Bajo el empuje del individualismo y el liberalismo anticlerical, el divorcio comenzó a difundirse a finales del siglo XIX. Del “hasta que la muerte os separe” se fue pasando, de hecho, al “hasta que os dé la regalada gana”. La apertura de esta puerta de escape a las dificultades maritales, más el hecho de que las ganas son tan frágiles como impredecibles, comenzó a multiplicar las rupturas familiares. Esto creó un dilema a los legisladores, pues aunque disminuían las consideraciones religiosas, subsistía la convicción de que era socialmente bueno que los matrimonios duraran. Tenían pues que armonizar la demanda individualista, que buscaba ampliar la libertad contractual de los contrayentes, con el imperativo social de proteger a la prole de rupturas perjudiciales.
Como resultado las legislaciones acompañaron al divorcio de medidas que intentaban moderarlo. Unas permitían la disolución del vínculo, pero hacían difícil contraer nuevo matrimonio. En la mayoría los jueces intentaban reconciliar a las parejas y concedían el divorcio solo si una de las partes demostraba que la otra había incurrido en algunas de las causales de disolución: por ejemplo adulterio. El culpable debía entonces asumir cargas relativamente gravosas. También solía reservarse para los unidos en matrimonio privilegios y derechos vedados no extensibles a las uniones de hecho —aquellas solo unidas por el pacto quebradizo— de “hasta que las ganas nos separen”.
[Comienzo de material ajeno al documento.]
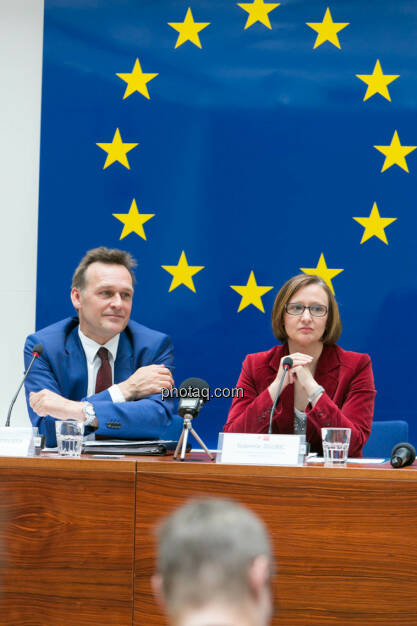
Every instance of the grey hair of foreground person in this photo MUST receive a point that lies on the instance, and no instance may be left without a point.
(213, 551)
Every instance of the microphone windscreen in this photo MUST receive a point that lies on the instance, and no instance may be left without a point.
(198, 388)
(408, 447)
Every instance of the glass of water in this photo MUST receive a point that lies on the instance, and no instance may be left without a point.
(69, 436)
(335, 445)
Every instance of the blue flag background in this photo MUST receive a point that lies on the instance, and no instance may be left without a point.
(255, 152)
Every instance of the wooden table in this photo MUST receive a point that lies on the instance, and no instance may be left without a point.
(77, 538)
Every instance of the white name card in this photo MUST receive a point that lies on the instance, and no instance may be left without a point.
(16, 441)
(249, 448)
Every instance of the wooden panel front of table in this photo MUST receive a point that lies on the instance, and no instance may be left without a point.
(66, 542)
(345, 539)
(77, 538)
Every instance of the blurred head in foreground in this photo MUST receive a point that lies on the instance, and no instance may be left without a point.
(214, 565)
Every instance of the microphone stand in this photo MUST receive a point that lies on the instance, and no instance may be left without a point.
(182, 443)
(281, 382)
(35, 356)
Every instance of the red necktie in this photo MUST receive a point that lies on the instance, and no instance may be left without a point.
(104, 376)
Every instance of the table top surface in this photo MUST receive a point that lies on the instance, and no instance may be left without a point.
(198, 462)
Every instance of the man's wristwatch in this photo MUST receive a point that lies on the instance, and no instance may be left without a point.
(316, 393)
(89, 414)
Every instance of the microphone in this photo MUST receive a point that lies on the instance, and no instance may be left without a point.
(403, 454)
(193, 392)
(286, 364)
(36, 352)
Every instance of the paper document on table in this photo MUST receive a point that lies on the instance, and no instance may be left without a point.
(122, 442)
(320, 459)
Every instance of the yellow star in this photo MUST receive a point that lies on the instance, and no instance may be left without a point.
(251, 293)
(182, 273)
(117, 150)
(188, 30)
(136, 81)
(374, 225)
(258, 12)
(395, 153)
(327, 30)
(133, 221)
(323, 271)
(377, 82)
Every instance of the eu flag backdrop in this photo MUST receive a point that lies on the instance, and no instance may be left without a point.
(227, 145)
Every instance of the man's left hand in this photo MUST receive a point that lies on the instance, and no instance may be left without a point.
(48, 402)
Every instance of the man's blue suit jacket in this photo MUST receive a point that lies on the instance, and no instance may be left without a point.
(62, 368)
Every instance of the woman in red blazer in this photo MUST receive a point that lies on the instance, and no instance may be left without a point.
(326, 386)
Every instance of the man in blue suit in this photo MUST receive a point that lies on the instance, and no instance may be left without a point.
(115, 391)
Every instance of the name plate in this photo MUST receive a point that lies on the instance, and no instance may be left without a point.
(16, 441)
(249, 448)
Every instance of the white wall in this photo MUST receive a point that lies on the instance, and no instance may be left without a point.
(21, 35)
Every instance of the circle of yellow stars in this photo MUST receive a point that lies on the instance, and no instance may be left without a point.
(189, 30)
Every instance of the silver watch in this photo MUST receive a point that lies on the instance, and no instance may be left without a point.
(89, 413)
(316, 393)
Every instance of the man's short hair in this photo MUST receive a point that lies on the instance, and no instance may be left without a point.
(103, 255)
(205, 550)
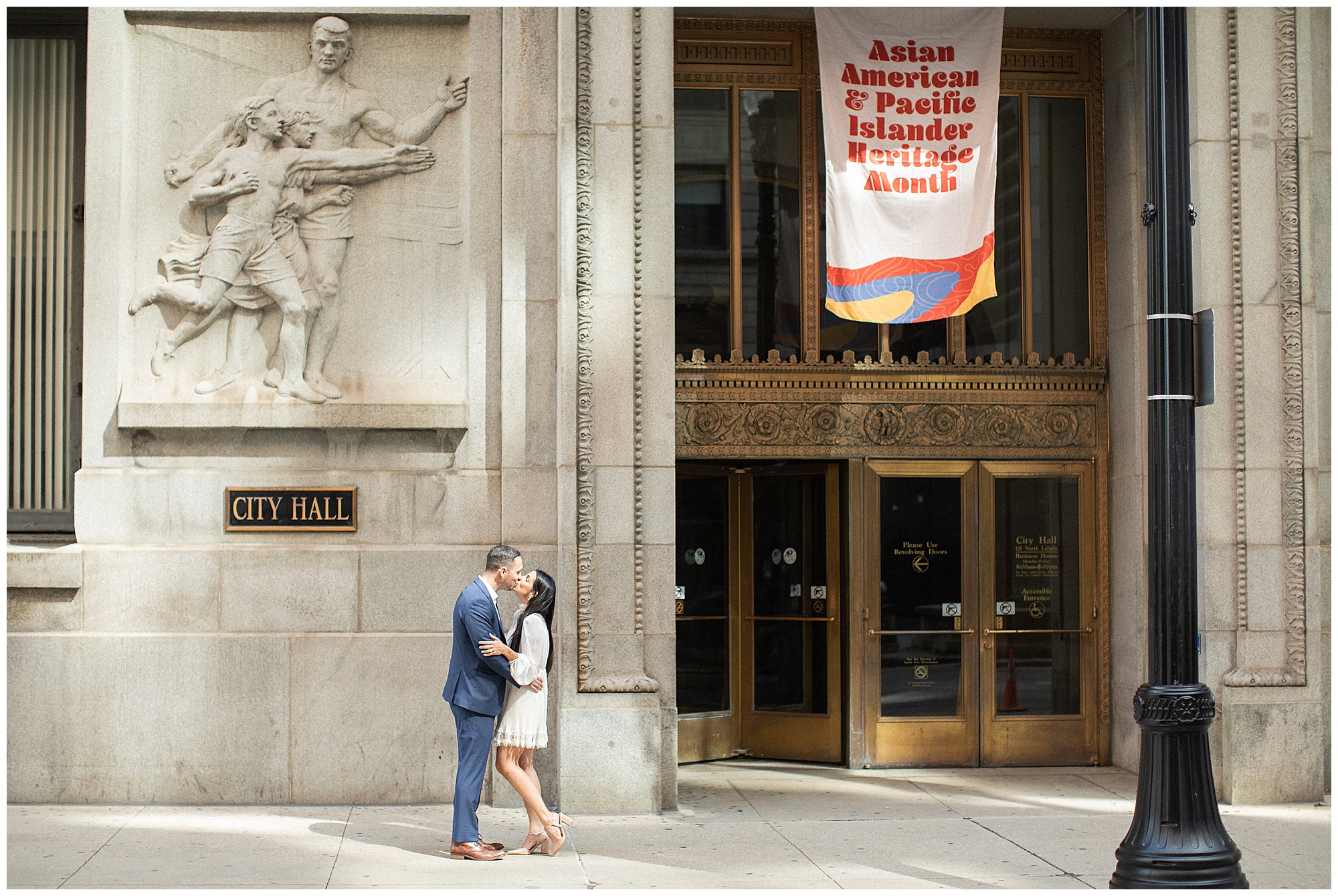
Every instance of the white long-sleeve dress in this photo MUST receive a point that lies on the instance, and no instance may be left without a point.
(525, 716)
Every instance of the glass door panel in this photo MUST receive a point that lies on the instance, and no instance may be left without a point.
(791, 645)
(1039, 652)
(707, 727)
(927, 598)
(923, 596)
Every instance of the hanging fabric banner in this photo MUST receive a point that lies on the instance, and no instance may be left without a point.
(911, 105)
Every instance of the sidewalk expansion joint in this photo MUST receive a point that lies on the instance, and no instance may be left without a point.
(778, 832)
(591, 885)
(341, 847)
(61, 886)
(1064, 874)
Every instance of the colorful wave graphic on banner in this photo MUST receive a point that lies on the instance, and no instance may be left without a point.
(912, 291)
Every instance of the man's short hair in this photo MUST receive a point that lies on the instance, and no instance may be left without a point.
(243, 113)
(501, 556)
(332, 26)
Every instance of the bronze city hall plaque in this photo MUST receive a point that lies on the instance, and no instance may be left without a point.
(330, 509)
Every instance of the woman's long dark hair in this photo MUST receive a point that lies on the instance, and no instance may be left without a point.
(541, 604)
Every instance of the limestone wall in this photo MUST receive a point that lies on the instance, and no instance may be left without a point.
(197, 665)
(1261, 160)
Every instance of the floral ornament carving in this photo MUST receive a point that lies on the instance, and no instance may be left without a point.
(884, 425)
(765, 423)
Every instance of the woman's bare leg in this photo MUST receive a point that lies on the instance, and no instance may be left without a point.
(527, 764)
(509, 766)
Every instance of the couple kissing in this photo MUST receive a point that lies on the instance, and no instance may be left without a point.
(493, 676)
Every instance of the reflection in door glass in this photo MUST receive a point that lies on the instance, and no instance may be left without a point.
(1036, 585)
(923, 593)
(703, 612)
(790, 558)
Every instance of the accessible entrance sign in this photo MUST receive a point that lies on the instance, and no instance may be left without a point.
(911, 106)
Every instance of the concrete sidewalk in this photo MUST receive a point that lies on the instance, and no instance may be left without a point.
(741, 824)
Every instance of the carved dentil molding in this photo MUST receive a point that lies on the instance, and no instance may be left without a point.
(587, 679)
(1288, 171)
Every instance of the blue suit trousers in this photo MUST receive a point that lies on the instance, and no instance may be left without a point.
(473, 738)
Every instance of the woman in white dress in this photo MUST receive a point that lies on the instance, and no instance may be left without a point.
(524, 727)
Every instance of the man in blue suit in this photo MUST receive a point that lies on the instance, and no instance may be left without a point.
(476, 688)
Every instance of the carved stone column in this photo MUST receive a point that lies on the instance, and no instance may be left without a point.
(617, 713)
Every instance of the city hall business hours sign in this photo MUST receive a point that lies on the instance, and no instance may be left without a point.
(331, 509)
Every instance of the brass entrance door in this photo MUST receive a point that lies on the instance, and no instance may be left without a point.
(985, 608)
(758, 624)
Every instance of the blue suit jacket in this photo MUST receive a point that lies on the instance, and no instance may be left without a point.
(476, 683)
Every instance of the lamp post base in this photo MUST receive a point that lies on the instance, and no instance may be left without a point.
(1177, 838)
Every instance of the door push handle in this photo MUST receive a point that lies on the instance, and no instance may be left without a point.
(924, 632)
(1038, 632)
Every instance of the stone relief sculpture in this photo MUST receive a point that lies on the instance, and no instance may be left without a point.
(251, 179)
(318, 112)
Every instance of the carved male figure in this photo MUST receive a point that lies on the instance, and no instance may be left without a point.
(251, 179)
(339, 112)
(303, 195)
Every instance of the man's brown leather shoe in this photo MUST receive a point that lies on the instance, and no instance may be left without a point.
(477, 851)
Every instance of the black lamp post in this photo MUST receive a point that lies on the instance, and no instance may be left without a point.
(1177, 838)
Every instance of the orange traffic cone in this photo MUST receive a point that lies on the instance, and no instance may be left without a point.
(1011, 704)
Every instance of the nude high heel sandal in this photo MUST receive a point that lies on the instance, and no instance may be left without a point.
(536, 850)
(556, 839)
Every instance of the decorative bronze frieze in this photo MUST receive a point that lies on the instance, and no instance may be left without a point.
(718, 429)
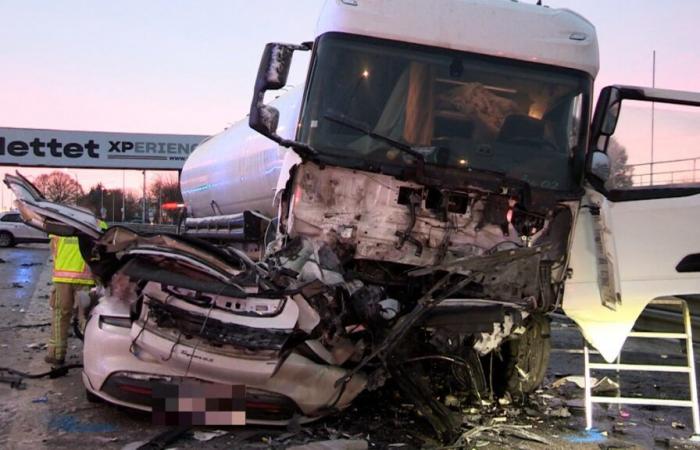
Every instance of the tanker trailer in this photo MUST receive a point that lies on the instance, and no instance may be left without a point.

Hubo, empero, otras legislaciones que desmontaron sin escrúpulos todos los diques para el rompimiento familiar. El caso primero y extremo fue el de la Rusia soviética. Los comunistas, enemigos acérrimos de la familia, suprimieron en 1918 el matrimonio religioso e introdujeron el divorcio unilateral. Sin requerir causa alguna el Estado lo concedió libre de cargas al cónyuge que lo solicitaba. La multitud de niños hambrientos que comenzaron a pulular por las calles, forzó a que se restablecieran algunas restricciones.
Bajo la influencia del individualismo extremo, algunas legislaciones occidentales —Canadá 1969, California 1970— probaron también el divorcio unilateral, aunque matizado con algunas exigencias alimentarias. Sus proponentes alegaban que así evitaban los costos y amarguras del proceso tradicional, donde un cónyuge tenía que probar la culpabilidad del otro. El resto de los Estados de la Unión, más Australia y Suecia, adoptaron esta modalidad. Pero su acogida no fue universal. En Europa de 22 países solo dos, incluyendo recientemente a España, lo han introducido. En América Latina ocurriría algo similar: Nicaragua sandinista, entonces alineada con los soviéticos, sería una de las excepciones en 1988.
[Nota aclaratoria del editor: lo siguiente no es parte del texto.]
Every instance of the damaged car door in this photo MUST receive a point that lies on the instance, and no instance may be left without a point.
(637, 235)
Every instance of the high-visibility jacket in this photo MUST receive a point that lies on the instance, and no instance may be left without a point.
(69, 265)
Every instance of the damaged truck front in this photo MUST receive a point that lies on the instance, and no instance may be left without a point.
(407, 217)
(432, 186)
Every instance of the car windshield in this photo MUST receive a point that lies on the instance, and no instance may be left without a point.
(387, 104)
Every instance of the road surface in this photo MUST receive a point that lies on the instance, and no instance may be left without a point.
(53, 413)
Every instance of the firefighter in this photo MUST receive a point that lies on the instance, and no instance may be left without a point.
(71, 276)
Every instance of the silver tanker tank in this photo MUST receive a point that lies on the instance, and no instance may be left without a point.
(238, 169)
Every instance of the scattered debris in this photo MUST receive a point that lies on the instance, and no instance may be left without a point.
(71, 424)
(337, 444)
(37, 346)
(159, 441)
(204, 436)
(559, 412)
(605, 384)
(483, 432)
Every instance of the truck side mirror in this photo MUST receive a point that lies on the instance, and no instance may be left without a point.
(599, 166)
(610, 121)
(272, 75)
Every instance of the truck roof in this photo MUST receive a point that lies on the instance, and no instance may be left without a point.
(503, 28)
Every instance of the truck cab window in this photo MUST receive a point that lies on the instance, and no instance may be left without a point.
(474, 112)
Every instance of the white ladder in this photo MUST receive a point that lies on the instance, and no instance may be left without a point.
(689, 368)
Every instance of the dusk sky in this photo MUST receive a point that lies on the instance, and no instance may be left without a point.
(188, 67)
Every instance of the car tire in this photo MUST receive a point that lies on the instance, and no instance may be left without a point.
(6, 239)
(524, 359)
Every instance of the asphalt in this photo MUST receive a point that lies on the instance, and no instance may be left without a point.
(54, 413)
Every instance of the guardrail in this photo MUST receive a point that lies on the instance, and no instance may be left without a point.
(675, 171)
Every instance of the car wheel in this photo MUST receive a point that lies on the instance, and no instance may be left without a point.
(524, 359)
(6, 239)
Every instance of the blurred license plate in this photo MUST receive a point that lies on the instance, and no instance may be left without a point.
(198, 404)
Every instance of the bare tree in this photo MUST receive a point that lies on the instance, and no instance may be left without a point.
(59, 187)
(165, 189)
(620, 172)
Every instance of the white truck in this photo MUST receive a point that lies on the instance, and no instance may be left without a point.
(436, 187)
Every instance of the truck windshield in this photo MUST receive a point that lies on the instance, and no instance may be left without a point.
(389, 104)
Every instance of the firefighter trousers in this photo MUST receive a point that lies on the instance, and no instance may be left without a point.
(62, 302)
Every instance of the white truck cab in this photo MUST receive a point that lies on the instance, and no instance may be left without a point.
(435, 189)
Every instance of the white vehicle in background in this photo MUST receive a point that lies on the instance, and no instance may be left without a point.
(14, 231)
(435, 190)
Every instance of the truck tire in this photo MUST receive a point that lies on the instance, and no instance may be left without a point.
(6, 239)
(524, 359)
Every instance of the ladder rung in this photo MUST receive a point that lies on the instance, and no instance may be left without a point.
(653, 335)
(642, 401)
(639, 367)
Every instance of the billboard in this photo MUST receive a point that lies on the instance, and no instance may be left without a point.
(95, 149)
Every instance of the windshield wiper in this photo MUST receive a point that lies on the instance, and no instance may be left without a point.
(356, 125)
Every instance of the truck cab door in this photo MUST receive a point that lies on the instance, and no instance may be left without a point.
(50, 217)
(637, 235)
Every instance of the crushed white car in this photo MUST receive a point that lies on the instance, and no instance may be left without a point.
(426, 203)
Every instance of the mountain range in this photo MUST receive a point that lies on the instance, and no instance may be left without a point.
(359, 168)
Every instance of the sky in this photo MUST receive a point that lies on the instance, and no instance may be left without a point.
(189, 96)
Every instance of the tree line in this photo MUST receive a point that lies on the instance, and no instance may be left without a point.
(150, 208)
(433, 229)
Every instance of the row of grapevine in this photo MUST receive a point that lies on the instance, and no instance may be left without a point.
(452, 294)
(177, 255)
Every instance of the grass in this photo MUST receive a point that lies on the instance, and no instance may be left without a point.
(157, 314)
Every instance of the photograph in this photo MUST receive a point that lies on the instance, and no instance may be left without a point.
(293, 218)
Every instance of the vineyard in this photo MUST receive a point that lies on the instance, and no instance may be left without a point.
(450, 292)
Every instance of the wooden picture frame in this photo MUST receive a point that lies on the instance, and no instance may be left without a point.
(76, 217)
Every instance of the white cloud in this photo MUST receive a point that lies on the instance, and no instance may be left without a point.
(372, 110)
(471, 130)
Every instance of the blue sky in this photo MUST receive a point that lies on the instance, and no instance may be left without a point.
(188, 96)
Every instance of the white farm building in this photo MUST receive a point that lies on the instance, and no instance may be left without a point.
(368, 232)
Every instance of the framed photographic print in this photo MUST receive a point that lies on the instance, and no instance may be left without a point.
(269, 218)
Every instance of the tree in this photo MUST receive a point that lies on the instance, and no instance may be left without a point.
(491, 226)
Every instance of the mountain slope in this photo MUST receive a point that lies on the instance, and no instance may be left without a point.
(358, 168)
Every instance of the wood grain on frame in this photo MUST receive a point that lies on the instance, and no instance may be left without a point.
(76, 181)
Algo que ha frenado y aumentado la controversia sobre el divorcio unilateral es la evidencia de los últimos 30 años. En Canadá los divorcios se sextuplicaron en los 10 años siguientes a su introducción. Douglas Allen, de Harvard, ha dicho que “todos los artículos publicados concluyen que la tasa de divorcios se incrementa con el divorcio unilateral”, así como también la pobreza y, sin lugar a dudas, la población de niños en situación de riesgo.
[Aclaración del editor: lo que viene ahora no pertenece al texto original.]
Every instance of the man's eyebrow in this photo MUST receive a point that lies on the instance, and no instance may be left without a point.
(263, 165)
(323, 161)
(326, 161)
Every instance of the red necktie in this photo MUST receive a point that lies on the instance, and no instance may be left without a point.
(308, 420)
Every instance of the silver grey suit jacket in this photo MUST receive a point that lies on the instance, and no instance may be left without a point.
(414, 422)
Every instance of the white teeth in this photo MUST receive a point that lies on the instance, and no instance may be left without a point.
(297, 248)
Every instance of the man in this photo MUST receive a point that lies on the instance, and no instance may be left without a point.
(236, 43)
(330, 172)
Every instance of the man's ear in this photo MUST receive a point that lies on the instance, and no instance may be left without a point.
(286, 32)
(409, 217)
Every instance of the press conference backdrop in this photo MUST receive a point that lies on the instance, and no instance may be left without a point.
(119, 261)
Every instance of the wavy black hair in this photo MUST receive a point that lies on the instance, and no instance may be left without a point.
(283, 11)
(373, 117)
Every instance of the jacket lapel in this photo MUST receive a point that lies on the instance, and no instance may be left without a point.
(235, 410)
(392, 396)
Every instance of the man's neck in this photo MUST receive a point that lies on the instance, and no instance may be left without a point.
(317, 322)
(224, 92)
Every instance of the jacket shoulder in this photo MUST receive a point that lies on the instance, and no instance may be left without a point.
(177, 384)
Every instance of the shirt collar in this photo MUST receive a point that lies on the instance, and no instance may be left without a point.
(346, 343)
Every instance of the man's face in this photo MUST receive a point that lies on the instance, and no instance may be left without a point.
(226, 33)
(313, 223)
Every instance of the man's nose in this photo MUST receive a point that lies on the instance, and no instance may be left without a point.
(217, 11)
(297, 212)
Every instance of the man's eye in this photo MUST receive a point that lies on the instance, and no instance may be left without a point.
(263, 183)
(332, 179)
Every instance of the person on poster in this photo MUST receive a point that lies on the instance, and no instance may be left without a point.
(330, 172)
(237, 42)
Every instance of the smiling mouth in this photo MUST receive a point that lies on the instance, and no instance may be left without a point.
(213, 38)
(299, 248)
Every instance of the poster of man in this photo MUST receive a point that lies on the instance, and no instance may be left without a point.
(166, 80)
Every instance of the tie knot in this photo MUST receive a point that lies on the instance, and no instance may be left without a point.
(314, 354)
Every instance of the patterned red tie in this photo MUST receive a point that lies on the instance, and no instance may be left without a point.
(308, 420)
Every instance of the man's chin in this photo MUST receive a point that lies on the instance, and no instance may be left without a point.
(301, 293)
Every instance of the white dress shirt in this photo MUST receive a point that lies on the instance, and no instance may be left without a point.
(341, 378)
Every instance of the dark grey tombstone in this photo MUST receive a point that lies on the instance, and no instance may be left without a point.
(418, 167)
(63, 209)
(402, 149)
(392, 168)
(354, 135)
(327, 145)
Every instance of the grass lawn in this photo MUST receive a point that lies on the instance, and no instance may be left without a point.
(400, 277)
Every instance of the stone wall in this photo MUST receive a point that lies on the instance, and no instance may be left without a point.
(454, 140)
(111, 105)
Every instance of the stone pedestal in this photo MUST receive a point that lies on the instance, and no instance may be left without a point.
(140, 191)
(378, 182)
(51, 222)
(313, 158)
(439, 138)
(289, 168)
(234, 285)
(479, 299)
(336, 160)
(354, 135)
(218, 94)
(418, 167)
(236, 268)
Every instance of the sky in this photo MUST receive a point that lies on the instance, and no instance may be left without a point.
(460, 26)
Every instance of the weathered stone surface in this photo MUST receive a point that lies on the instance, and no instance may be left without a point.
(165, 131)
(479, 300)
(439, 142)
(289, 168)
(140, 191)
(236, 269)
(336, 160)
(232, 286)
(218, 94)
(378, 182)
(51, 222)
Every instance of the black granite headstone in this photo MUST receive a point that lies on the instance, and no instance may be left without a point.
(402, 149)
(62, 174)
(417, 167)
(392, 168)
Es sorprendente entonces que el nuevo Código de la Familia conserve una institución tan hostil a la familia como el divorcio unilateral y pretenda extender los derechos del matrimonio a la unión de hecho “estable” (las de dos años). Si el Gobierno toma en serio su proclamación de cristiano y defensor del derecho superior de los niños, bien haría en revisar este proyecto de ley. Bien haría también el cardenal Obando en sugerirlo.
El autor es sociólogo y fue ministro de educación 1990-1998.